21. THE STUDIES OF STEVEN PHINNEY AND JEFF VOLEK
Drs. Jeff Volek, Ph.D., and Stephen Phinney, MD, are two other scientists whose research was funded by the Atkins Foundation. They undertake a number of studies
of low-carbohydrate diets in different populations, ultimately focusing on changes in blood lipid profiles in those with metabolic syndrome (52-58).
The key difference between their work and Dr. Gerald Reaven’s is, for the reasons I will suggest in due course, that Reaven balks at studying truly low-carbohydrate
diets. Instead, Volek and Phinney choose to study properly low-carbohydrate diets (<50 g/day), and in the end, that makes all the difference.
Some of the most important findings from these studies are shown in Figure 2.
Figure 2: Changes in metabolic and other health markers in person with metabolic syndrome, randomized to either a high-carbohydrate (56%), low-fat (24%) diet or a
high-fat (59%), low-carbohydrate (12%) diet. Both diets were hypocaloric (~1,500 cal/day). Note that all variables show greater improvement on the low-carbohydrate
diet than the low-fat diet. Data from reference 54.
The evidence clearly shows that all variables improve to a greater extent on the low-carbohydrate diet. The greatest reductions are in blood triglyceride, insulin, and
saturated fatty acid concentrations, with a marked increase in blood HDL-cholesterol concentrations as well.
The authors conclude:
Restriction in dietary carbohydrate, even in the presence of high saturated fatty acids, decreases the availability of ligands (glucose, fructose, and insulin) that
activate lipogenic and inhibit fatty oxidation pathways.
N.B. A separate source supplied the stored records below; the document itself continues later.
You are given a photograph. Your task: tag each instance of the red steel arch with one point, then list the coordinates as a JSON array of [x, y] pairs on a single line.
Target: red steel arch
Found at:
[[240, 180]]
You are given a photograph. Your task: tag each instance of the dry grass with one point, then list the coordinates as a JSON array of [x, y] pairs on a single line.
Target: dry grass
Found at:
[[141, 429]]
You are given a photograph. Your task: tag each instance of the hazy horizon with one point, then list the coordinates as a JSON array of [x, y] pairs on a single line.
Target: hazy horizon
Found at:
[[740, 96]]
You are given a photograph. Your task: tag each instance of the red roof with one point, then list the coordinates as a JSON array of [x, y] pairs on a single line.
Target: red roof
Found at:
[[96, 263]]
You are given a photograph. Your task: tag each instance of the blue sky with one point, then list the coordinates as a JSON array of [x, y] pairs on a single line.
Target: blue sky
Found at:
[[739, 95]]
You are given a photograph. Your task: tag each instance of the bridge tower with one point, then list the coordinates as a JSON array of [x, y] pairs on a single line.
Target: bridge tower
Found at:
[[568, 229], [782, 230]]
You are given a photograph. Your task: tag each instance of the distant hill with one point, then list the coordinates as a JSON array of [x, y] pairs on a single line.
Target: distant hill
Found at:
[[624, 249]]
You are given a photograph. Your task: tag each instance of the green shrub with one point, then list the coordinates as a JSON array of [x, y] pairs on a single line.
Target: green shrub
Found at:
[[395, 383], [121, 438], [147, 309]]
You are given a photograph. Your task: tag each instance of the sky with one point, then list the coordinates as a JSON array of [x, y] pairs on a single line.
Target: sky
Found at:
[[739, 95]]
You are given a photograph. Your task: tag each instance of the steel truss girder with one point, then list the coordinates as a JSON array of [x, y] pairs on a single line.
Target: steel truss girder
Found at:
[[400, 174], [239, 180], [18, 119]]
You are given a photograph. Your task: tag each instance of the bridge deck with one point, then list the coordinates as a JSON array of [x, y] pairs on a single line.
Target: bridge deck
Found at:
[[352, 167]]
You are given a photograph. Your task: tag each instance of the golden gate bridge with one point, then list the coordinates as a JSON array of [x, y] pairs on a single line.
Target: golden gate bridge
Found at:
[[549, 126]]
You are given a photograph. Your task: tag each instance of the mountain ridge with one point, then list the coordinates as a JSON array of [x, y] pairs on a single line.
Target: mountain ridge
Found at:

The relative importance of each transcriptional pathway is unclear, but the end result — increased fat
oxidation, decreased lipogenesis, and decreased secretion of very low-density lipoprotein — is a highly reliable outcome of a low-carbohydrate diet. (55, p. 309)
In their most recent study, Phinney and Volek find that these benefits can occur rapidly and are not dependent on weight loss (58). There, they conclude: “Overall,
this work highlights the importance of the dietary carbohydrate-to-fat ratio as a control element in Metabolic Syndrome expression and points to low carbohydrate
diets as being uniquely therapeutic independent of traditional concerns about dietary total and saturated fat intakes … . Based on these results, any long-term trials
in participants with Metabolic Syndrome should include low carbohydrate diets” (p. 11).
Phinney and Volek’s studies confirm and extend Reaven’s findings from between 1987 and 1994 (59), and address the impact of low-carbohydrate diets on the
metabolic profile and other health markers of persons with the metabolic syndrome.
Logically, Reaven’s group should have completed and published studies identical to these already by the turn of the last century. Why they did not is a mystery I will
explain subsequently.
SAMI INKINEN AND THE VIRTA HEALTH STUDY CONFIRM ATKINS IS CORRECT
Certain that the low-carbohydrate diet could correct the metabolic syndrome (55) and might even “reverse” T2DM in some individuals (41), some time around
2014, Phinney has the opportunity to speak to recently retired Sami Inkinen, who was planning to row across the Pacific from San Francisco to Honolulu on a
carbohydrate-free diet (60, 61). Phinney, together with Jeff Volek, wishes to repeat the Westman study (41) in a larger group. But Phinney and Volek need help, so
they ask Inkinen if he would be interested.
Inkinen agrees on one condition: that the study becomes part of a startup tech company, the ultimate goal of which is to “reverse diabetes in 100 million persons by
the year 2025.” And thus, the Virta Health company is founded.